No ano de 1888, o governo determinou que se procedesse à regularização das margens do canal e ao empedramento do seu fundo. As obras começaram logo e arrastaram-se durante anos, com largas interrupções. Segundo Beatriz Basto da Silva, o aterro do antigo ribeiro ficou pronto em Junho de 1913. O entulhamento do canal deixou ao centro uma vala coberta para escoamento das águas das várzeas, formando em toda a largura do canal uma larga avenida arborizada que comunicava com o mar. Após saneado ficou a ser a Estrada Coelho do Amaral (conhecida no cadastro de 1905 pelo nome chinês Sa Kong Pu e seguia um trajecto diferente ao de hoje, pois começava na Rua Coelho do Amaral e acabava na Estrada do Istmo).
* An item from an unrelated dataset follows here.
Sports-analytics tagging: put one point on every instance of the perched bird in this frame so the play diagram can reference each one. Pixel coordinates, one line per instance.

O canal é por fim aterrado, mas restou um trecho que se converteu num charco de água putrefeita, que se manteve durante anos e que após inúmeras reclamações de sucessivos chefes dos Serviços de Saúde. Foi aterrado só em 1935.

A ponte de pedra desapareceu com os aterros feitos e para a memória ficou a Travessa da Ponte, onde existe o Templo Seak Kam Tong, que fora planeado em 1885, mas só começou a ser construído em 1894, tendo terminado em 1902.
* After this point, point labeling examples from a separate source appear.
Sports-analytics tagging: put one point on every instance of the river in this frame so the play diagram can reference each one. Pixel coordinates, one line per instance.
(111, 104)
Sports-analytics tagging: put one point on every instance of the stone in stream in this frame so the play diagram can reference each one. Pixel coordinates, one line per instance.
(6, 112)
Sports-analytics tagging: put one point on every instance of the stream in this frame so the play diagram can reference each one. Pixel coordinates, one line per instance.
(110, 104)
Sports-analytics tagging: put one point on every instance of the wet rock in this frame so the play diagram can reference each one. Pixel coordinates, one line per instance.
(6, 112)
Existia também o Mercado de Sa Kong, primitivamente instalado onde hoje se encontram prédios, entre as ruas da Barca e da Erva, sendo depois transferido para um local próximo, entre a Rua da Erva e a Travessa da Ponte. Mudou de novo de lugar e dessa vez foi para um edifício entre as ruas da Barca, de João de Araújo e da Alegria, passando-se a designar Mercado de San Kiu. O edifício era propriedade de Vong Ü Chio, que arrendava as bancas aos comerciantes. Quando em 1934 a Comissão Administrativa entendeu que era prerrogativa municipal a exploração de mercados e que ficavam melhor servidos os interesses do público com a construção dum mercado novo na Avenida Almirante Lacerda, o proprietário sentiu-se prejudicado e pediu à Câmara que lhe comprasse o mercado. É no Boletim Oficial de 28 de Abril de 1934 que fica então reconhecido que a mudança do mercado de San Kiu para outro local acarretaria prejuízo para os comerciantes estabelecidos na área daquele mercado e por isso, o Leal Senado convidou o dono a indicar o preço e as condições por que pretendia vendê-lo. Vong Ü Chio pediu ao Leal Senado pelo edifício 165 mil patacas. Depois, nesse lugar foi construído o Cinema Ü-Lók (Teatro San Kiu), mas um incêndio em 1942 destruiu-o por completo e foi mais tarde construída uma escola no terreno.

O Templo de Lin Kai foi sendo ampliado entre os anos de 1875 e 1908 e devido aos aterros, efectuados entre 1888 e 1935, a ribeira foi canalizada. A zona fronteiriça ao templo passou a um largo, cuja toponímia indica ser o da Cordoaria. Com a construção do cinema Alegria, inaugurado em 25 de Fevereiro de 1952, este largo ficou substancialmente reduzido.

Saneada toda a zona, surgiu o bairro de San Kiu densamente povoado e cheio de comércio. Actualmente junto à Rotunda dos Três Candeeiros está um bazar a céu aberto, onde residentes e turistas fazem compras, sendo o bairro habitado por mais de 40 mil pessoas e com cerca de 1200 lojas.